# Runtime Complexity

In [None]:
# remember to evaluate this cell first!
import matplotlib.pylab as plt
import numpy as np
import math
import timeit
import random
%matplotlib inline

In lecture, our runtime analysis has been based on empirical evidence (runtimes obtained from actually running our algorithms).

But measured runtime is very sensitive to:
- platform (OS/compiler/interpreter)
- concurrent tasks
- implementation details (vs. high-level algorithm)

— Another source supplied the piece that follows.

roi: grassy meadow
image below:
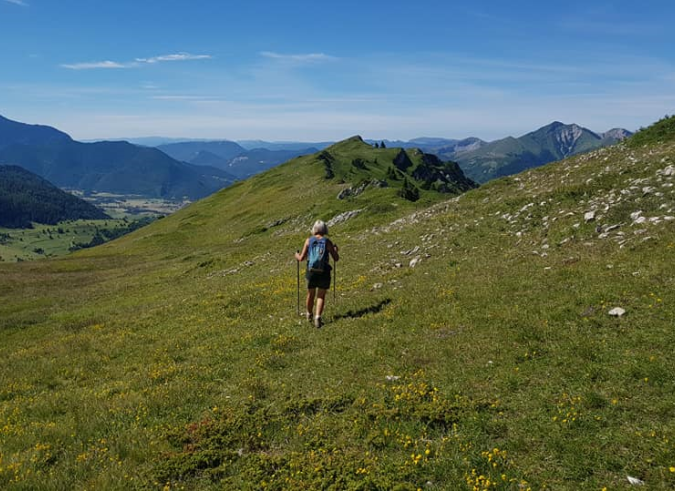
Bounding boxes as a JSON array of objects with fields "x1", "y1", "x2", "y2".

And measured runtime doesn’t always help us see long-term / big picture trends

Reframing the problem: Given an algorithm that takes input size n, we want a function T(n) that describes the running time of the algorithm.
- input size might be the number of items in the input (e.g., as in a list), or the magnitude of the input value (e.g., for numeric input).
- an algorithm may also be dependent on the size of more than one input.
- running time is based on # of	primitive operations (e.g., statements, computations) carried out by the algorithm.
- ideally, machine independent!

Example:

    def factorial(n):				cost	times executed
        prod = 1					c1		1
        for k in range(2, n+1):		c2		n-1
            prod *= k				c3		n-1
        return prod					c4		1

T(n) = c1  + (n - 1)(c2  + c3) + c4     Messy! Per-instruction costs obscure the “big picture” runtime function.

Asymptotic Analysis Simplification (learn more about this in CS330 and CS430): ignore actual cost of each line of code.
T(n) = 2(n - 1) + 2 = 2n     Runtime is linear w.r.t. input size.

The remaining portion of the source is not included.